Esmer tenli kadın kadar yabancı…
Demokrasideki, aristokratın konuşmasıyla,
Eşit orantılıdır;
Kadın vücudunda doğumda bulunan sancı…
Önümde nar, sağımda ve solum darağacı…
Hayretteyim, zihnimden söküp attığım ipi,
Yağlıyor, caheletin ağası.
Yağlıyor, ama önce yağı benden yağmalıyor;
Salıncak kuruyor ikimize,
Sallandıkça elleri değiyor yemişe.
Ben de dönüşüyorum tarihte utanç verici bir lekeye…

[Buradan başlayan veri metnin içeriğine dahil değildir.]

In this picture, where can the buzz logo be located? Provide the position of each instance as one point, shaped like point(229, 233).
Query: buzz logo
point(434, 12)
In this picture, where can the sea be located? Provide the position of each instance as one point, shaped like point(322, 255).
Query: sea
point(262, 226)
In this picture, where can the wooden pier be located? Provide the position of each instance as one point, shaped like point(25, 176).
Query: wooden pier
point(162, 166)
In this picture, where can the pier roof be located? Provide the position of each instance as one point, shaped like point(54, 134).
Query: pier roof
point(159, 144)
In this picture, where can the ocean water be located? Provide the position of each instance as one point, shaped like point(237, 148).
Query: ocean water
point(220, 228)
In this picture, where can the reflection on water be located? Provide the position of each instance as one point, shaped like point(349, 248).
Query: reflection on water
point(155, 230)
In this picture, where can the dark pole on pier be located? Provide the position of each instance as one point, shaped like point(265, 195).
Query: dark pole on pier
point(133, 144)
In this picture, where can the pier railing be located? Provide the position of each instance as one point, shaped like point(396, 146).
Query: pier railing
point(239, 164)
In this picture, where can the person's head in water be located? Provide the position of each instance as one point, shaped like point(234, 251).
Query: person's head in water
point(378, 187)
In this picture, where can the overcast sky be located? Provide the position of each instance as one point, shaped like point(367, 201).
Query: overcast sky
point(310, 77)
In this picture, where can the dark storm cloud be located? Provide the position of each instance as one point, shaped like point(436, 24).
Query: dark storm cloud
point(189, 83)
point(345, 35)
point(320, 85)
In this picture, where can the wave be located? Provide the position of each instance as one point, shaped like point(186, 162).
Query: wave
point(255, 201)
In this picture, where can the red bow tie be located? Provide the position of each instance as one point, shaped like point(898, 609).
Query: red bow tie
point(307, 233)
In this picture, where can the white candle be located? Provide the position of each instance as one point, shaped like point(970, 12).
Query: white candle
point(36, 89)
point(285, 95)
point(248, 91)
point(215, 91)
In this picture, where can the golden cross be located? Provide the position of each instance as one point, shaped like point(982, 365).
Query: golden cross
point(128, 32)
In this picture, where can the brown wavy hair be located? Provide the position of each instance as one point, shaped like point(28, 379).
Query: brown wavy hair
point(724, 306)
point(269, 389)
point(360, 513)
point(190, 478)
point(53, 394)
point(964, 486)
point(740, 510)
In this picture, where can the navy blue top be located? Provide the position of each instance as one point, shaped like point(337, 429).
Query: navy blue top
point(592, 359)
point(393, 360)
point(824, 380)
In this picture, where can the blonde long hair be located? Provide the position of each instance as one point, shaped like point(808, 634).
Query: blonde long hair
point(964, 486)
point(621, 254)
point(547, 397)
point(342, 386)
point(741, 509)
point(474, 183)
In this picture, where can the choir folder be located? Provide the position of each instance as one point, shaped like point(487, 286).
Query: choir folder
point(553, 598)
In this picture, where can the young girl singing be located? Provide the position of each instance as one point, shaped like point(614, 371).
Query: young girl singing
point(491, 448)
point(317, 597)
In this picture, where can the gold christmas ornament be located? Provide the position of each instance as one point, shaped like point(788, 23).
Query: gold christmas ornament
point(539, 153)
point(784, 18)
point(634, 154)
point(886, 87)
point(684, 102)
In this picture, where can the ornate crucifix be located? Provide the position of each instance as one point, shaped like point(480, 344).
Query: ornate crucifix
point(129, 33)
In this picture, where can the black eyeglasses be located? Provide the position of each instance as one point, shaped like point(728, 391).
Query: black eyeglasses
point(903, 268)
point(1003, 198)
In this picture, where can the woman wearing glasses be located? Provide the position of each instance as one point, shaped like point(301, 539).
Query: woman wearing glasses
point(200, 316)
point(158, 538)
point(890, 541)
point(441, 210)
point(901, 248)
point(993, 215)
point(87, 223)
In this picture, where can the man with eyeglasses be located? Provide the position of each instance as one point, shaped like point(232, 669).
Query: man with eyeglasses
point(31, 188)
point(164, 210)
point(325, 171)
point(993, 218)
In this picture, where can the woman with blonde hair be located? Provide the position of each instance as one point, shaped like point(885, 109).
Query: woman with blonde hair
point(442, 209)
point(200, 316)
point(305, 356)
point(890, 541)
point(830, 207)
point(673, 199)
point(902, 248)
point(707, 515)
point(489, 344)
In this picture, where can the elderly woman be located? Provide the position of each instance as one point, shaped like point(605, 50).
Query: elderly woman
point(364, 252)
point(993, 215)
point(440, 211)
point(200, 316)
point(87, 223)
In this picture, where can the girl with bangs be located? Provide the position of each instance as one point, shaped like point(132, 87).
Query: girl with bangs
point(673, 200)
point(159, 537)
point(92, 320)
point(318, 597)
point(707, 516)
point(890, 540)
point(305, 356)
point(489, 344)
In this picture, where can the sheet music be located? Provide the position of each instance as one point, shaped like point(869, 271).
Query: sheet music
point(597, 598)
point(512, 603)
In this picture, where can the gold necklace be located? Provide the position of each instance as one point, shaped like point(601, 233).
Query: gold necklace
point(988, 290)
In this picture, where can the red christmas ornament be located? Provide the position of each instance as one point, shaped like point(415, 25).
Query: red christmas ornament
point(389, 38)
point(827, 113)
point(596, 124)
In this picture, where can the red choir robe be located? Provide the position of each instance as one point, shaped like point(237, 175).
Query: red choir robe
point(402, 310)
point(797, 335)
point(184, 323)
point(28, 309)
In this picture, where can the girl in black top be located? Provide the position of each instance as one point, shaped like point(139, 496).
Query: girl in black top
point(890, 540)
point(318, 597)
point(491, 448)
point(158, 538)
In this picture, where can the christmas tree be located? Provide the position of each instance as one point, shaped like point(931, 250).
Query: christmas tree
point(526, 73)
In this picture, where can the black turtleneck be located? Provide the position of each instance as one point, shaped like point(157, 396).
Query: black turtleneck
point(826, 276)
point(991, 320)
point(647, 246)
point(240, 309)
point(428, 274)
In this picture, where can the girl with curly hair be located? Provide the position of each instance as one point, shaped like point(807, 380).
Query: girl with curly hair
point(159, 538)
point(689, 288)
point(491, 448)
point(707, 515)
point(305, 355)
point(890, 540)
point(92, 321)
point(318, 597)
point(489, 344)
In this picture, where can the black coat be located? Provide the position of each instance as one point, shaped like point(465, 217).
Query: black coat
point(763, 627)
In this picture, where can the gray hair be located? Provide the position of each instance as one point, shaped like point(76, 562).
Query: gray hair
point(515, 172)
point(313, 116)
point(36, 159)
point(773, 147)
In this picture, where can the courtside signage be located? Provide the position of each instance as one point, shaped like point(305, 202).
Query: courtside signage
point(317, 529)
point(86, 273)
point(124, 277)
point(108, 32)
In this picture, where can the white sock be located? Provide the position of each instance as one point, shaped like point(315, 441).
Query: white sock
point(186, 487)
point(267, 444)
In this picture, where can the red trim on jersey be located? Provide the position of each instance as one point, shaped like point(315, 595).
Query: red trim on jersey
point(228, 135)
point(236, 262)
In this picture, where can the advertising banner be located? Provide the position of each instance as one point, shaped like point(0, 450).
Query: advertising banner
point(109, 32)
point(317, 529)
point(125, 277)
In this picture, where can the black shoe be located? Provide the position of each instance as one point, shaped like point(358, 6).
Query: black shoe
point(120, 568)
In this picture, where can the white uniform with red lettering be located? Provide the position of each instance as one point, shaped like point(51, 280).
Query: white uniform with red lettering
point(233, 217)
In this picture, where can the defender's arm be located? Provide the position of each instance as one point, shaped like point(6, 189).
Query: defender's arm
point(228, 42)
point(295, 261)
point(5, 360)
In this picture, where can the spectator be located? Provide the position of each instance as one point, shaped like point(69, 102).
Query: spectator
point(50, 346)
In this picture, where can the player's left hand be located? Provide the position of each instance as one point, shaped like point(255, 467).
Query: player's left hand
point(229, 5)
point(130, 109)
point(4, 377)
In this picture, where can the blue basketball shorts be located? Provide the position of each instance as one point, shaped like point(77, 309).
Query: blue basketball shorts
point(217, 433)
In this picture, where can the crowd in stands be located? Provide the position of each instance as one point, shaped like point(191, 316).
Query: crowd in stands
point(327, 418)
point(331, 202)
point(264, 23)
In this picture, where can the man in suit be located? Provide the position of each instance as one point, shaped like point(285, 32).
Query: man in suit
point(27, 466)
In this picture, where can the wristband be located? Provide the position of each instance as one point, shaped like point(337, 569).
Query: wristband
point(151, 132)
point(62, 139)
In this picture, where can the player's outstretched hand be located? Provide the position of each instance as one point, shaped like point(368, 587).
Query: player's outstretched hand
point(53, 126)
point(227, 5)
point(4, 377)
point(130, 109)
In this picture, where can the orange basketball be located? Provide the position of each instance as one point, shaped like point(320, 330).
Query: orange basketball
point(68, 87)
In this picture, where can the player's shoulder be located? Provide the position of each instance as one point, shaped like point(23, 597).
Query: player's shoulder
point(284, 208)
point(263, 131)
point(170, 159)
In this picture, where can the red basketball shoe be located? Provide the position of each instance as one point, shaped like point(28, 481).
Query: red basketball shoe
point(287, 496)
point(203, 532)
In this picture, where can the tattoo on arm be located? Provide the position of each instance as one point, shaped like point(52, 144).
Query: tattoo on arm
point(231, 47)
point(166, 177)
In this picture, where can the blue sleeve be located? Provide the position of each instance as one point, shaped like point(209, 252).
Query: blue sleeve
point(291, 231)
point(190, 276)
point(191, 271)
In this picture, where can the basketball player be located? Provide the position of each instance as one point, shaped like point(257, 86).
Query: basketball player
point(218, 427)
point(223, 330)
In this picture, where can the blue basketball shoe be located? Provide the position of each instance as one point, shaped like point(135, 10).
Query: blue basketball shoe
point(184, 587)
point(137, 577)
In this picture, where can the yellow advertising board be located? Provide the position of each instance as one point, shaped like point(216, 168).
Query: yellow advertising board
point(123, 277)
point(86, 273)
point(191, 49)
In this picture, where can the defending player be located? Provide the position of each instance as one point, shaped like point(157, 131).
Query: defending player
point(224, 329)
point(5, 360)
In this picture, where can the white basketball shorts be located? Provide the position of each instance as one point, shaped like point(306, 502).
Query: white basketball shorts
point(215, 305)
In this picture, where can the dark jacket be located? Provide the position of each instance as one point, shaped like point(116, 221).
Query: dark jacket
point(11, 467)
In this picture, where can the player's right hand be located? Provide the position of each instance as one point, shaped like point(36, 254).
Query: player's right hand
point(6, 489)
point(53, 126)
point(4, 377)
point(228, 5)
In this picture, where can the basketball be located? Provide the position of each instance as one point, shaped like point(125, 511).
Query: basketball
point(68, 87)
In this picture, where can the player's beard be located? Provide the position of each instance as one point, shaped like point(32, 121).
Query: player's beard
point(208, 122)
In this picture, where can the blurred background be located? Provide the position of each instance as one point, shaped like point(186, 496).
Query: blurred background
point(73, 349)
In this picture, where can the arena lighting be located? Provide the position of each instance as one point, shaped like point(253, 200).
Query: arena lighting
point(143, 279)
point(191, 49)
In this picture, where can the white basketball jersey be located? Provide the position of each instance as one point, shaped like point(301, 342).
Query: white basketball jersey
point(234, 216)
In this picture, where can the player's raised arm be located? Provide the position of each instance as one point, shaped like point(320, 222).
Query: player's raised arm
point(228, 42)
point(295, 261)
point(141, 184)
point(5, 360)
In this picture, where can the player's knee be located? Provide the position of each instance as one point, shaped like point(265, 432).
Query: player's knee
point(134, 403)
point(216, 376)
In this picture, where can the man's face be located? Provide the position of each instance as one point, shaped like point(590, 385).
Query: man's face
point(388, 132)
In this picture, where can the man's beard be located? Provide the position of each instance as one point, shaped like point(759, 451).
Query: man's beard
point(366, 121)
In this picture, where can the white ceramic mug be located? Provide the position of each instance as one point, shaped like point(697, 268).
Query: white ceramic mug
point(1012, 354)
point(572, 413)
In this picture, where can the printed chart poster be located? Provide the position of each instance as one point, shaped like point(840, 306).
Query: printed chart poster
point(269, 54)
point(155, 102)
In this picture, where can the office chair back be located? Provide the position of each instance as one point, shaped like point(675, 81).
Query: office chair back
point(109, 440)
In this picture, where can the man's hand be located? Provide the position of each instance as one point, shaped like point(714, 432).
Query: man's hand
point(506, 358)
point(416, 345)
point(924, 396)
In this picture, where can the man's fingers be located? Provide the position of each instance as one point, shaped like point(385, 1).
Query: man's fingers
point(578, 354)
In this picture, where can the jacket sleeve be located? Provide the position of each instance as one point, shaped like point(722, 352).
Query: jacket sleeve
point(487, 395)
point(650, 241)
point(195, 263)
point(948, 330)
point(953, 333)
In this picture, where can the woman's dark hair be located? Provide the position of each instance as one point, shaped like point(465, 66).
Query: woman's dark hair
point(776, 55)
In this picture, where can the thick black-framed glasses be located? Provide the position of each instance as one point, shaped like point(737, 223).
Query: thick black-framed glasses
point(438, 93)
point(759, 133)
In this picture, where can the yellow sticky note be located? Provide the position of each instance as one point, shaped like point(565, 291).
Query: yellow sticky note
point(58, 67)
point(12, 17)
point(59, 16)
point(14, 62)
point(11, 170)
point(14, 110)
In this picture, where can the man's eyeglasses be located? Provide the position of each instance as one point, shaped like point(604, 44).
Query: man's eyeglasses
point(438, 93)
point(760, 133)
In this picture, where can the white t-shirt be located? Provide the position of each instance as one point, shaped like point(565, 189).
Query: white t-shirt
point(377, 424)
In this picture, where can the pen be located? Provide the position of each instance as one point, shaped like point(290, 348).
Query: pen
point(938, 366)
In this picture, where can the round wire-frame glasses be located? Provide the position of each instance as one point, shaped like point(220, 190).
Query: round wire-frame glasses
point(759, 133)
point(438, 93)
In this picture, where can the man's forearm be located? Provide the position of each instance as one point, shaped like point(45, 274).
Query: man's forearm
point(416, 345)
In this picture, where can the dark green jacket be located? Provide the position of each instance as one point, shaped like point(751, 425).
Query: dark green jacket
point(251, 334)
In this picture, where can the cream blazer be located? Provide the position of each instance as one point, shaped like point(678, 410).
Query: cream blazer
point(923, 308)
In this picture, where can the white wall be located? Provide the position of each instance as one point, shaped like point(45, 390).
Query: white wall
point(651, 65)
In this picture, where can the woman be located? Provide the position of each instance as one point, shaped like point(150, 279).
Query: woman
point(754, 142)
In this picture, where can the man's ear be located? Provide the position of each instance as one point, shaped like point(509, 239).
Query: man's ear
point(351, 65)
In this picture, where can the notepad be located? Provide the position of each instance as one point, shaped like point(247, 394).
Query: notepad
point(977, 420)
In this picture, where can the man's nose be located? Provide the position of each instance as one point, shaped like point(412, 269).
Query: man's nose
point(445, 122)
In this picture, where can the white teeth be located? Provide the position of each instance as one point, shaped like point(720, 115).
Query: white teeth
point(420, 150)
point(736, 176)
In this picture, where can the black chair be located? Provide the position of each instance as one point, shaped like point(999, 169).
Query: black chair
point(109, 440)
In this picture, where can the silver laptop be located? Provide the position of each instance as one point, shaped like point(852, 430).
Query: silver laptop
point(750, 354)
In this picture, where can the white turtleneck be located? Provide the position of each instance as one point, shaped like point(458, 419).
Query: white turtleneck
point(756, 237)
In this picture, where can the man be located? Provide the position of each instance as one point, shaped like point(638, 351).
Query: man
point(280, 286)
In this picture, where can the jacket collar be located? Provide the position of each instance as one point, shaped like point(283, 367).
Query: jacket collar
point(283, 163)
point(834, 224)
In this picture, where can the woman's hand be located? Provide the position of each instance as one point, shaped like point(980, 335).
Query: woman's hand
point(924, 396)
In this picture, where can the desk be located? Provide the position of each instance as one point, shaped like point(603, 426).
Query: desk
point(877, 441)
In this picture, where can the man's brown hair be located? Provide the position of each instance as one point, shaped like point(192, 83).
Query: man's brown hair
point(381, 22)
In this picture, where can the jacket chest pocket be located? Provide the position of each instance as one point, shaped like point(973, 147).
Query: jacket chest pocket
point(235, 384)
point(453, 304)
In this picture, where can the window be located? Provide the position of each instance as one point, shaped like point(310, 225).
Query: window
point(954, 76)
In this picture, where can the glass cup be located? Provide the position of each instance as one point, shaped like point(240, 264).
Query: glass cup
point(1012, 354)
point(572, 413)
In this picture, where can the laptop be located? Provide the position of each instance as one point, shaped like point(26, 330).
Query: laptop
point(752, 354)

Esmer tenli kadın toprağa mıdır yabancı?
Faşistlerin dünyasında insan olmak kadar ağırdı;
Kadının kucağındaki kundağı!
Merhametsizliği beslemiş insanlık hep en derin kuyularda,
Leşle, kardeşle ve bebeklerle;
Kanla, canla, tonlarca altınla…
O yüzden insanlığa ait olmak istemesem de,
Fani ismim kulaklarımın bulunuyor halen.
Fanilerin dogmatik bir güzellik algısıdır sadece , “Helen”…
Esmer tenli kadın yakında da yabancı.
Toprak vatanında olsa satılır bazı yerlerde bir çok altına,
Belki de 520 adet tarla, artık bir sürü para.
Altın tepsiye de eli varken ölecek Burjuva…
Tonlarca sıvı maden,
Yüzün kadar kara, ihanetin kadar çok siyah maden!
Alemde bir siyah inci.
Şehvetle bakmıştır yaşı 9 iken küçük kıza,
Sarıklı resmi…..
Esmer tenli kadın çocukluğuna da yabancı.